Justice Gorsuch, joined in a concurrence with Justice Thomas, stated, “It’s time to let Lemon lie in its grave.”

Justice Gorsuch continued, “How did the city get it so wrong? To be fair, at least some of the blame belongs here and traces back to Lemon v. Kurtzman, 403 U. S. 602 (1971). Issued during a ‘bygone era’ when this Court took a more freewheeling approach to interpreting legal texts, Food Marketing Institute v. Argus Leader Media, 588 U. S. ___, ___ (2019) (slip op., at 8), Lemon sought to devise a one-size-fits-all test for resolving Establishment Clause disputes. That project bypassed any inquiry into the Clause’s original meaning. It ignored longstanding precedents. And instead of bringing clarity to the area, Lemon produced only chaos. In time, this Court came to recognize these problems, abandoned Lemon, and returned to a more humble jurisprudence centered on the Constitution’s original meaning. Yet in this case, the city chose to follow Lemon anyway. It proved a costly decision, and Boston’s travails supply a cautionary tale for other localities and lower courts. The only sure thing Lemon yielded was new business for lawyers and judges.”
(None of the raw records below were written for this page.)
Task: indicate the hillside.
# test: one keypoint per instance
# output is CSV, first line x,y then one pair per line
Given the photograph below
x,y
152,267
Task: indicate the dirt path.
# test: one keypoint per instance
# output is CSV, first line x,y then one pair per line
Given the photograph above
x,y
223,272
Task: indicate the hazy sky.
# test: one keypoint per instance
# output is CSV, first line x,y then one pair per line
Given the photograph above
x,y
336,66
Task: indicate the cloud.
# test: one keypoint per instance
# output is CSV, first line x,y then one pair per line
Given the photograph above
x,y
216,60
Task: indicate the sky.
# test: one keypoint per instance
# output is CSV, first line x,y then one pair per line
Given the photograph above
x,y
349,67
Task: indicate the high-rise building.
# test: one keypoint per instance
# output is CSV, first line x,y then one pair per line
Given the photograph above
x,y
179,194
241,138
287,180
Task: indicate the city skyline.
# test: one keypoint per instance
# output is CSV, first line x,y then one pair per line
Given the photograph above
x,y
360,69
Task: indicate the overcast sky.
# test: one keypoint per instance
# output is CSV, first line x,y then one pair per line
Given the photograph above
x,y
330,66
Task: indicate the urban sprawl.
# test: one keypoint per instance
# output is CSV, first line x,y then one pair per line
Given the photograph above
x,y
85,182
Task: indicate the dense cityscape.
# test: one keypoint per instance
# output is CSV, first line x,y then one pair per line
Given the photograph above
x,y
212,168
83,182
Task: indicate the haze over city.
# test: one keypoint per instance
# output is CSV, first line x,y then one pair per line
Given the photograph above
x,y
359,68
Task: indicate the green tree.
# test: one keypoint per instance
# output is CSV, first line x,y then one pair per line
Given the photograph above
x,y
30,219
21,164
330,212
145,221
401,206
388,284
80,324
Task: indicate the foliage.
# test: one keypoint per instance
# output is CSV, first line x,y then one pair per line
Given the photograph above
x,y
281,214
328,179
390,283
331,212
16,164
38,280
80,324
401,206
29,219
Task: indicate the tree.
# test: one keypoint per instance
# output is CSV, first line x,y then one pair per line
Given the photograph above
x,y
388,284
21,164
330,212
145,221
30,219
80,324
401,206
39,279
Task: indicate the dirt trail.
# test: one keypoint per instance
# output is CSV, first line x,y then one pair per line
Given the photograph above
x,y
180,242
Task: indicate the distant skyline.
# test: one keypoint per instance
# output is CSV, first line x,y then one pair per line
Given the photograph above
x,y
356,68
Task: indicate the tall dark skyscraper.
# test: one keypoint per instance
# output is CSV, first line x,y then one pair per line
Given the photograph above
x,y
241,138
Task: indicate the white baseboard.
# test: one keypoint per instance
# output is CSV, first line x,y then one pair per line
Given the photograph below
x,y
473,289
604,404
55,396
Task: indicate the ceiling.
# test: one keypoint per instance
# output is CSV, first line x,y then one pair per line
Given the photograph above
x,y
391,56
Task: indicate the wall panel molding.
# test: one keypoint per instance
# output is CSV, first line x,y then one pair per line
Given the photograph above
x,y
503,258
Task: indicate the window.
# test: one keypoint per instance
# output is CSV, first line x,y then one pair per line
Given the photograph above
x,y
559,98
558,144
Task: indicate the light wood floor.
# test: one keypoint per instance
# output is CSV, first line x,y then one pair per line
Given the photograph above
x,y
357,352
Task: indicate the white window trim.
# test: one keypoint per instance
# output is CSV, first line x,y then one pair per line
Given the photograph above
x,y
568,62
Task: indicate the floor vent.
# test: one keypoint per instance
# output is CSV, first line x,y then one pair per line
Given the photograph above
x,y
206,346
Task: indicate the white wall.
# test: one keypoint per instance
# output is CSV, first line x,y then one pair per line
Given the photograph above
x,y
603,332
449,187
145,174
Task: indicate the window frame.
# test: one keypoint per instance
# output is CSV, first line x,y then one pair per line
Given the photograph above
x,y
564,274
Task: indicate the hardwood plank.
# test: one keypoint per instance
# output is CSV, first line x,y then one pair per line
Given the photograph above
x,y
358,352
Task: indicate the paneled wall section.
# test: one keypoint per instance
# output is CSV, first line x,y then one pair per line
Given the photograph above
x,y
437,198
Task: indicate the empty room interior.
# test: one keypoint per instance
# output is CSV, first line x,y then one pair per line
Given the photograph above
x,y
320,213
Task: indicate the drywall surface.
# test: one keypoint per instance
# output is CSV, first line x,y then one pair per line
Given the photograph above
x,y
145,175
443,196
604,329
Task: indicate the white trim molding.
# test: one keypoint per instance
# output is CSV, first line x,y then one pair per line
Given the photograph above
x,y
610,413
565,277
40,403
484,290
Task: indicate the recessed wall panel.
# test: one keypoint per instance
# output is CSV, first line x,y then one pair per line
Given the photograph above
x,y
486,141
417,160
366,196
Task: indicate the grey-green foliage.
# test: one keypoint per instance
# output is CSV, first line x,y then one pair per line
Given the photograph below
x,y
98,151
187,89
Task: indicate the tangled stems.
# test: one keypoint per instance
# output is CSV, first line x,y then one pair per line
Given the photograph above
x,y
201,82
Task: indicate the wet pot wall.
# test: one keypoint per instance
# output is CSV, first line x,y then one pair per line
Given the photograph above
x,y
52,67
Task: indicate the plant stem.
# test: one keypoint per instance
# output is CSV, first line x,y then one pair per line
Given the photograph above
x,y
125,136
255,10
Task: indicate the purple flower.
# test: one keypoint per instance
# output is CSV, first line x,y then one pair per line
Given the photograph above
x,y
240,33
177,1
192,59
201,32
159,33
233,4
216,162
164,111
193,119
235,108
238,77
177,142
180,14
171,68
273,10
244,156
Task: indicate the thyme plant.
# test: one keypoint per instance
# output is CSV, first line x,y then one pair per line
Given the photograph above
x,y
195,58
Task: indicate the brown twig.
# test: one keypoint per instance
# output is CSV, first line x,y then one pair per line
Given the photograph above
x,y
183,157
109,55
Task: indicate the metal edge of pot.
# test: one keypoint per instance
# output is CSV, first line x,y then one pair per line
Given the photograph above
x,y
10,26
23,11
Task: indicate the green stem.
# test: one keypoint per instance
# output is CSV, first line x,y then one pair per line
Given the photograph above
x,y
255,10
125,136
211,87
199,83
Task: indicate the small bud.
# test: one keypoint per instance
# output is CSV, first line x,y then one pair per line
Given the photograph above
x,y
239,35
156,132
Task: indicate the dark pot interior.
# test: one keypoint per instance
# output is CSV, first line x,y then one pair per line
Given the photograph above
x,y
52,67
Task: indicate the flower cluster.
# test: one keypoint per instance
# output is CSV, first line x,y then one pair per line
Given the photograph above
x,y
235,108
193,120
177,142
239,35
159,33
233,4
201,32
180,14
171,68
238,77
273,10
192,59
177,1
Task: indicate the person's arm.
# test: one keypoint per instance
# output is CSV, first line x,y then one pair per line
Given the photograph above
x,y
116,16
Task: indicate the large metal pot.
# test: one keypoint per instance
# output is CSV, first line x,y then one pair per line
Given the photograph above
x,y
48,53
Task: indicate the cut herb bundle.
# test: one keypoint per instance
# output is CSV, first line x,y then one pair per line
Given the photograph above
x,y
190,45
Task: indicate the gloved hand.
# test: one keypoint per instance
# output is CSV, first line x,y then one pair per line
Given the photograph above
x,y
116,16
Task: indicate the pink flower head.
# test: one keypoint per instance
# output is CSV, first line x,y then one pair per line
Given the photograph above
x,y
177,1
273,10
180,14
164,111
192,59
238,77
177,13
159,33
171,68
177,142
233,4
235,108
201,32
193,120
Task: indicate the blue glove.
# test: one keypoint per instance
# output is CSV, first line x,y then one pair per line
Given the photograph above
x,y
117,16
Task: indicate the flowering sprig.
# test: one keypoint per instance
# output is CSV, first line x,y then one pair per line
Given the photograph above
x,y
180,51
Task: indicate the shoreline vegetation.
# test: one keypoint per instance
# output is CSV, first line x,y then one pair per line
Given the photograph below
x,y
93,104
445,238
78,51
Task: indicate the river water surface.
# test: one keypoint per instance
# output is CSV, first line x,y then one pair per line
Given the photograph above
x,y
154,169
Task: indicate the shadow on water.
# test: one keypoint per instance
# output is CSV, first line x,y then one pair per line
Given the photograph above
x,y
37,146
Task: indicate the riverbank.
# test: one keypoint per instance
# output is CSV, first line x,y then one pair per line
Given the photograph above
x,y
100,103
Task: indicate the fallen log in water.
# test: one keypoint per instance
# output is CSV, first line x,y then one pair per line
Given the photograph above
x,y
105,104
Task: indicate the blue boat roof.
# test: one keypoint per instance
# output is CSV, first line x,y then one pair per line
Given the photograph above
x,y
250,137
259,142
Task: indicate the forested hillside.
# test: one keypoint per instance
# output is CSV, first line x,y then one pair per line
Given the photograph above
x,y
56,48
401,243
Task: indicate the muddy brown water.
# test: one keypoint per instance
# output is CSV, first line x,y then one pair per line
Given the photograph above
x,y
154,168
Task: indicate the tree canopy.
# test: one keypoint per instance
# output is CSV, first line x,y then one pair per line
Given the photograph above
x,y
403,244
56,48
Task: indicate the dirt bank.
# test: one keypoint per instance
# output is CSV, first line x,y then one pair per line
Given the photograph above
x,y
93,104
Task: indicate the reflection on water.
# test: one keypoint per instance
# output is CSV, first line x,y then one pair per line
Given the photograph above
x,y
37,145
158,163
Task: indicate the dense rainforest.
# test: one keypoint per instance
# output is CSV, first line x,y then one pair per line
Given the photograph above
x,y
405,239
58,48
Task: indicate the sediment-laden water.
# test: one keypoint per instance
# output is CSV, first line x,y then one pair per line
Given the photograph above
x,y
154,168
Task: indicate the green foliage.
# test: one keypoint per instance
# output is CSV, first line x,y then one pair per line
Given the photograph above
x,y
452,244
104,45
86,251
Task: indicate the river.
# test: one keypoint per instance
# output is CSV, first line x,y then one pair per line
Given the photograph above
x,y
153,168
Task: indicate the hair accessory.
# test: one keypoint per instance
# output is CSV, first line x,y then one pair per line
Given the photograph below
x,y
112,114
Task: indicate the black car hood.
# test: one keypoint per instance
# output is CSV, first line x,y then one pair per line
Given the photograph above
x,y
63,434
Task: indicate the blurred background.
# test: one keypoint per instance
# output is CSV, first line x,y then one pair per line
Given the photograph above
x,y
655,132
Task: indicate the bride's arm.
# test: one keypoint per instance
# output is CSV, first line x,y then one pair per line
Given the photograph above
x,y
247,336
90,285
“Ultimately, Lemon devolved into a kind of children’s game. Start with a Christmas scene, a menorah, or a flag. Then pick your own ‘reasonable observer’ avatar. In this game, the avatar’s default settings are lazy, uninformed about history, and not particularly inclined to legal research. His default mood is irritable. To play, expose your avatar to the display and ask for his reaction. How does he feel about it? Mind you: Don’t ask him whether the proposed display actually amounts to an establishment of religion. Just ask him if he feels it ‘endorses’ religion. If so, game over,” wrote Gorsuch.

On June 27, 2022, SCOTUS referred to Liberty Counsel’s Shurtleff victory when it ruled 6-3 in Kennedy v. Bremerton School District in favor of a high school football coach who was fired for silently praying on the field after games. Liberty Counsel also filed an amicus briefin support of Coach Joe Kennedy, an 18-year Marine veteran. Relying on both the First Amendment Free Speech and Free Exercise Clauses, the High Court ruled that the Bremerton School District violated both provisions when it fired Coach Kennedy for having prayer on the 50-yard line of the football field after the game.

The Court also finally buried the court-made “Lemon test,” citing Liberty Counsel’s 9-0 decision handed down in the Shurtleff case.

The Court wrote: “In fact, just this Term the Court unanimously rejected a city’s attempt to censor religious speech based on Lemon and the endorsement test (See Shurtleff, 596 U. S.).

“The unanimous Supreme Court decision struck a blow to governments that attempt to censor religious viewpoints. The legal precedent for the case involving the Christian flag in Boston was decades in the making building upon one precedent after another extending back to the early 1990s. The Shurtleff v. City of Boston case will continue to impact free speech rights for generations,” said Staver.

Staver added, “After my oral argument, an immigrant from Sudan thanked me for defending religious viewpoints. He told me this reminded him about what Christians face in that country. If they confess Christ, they are beheaded. If they deny Christ, they can live. He said that Boston attempted to force people to deny Christ. In America, we must always stand for our faith.”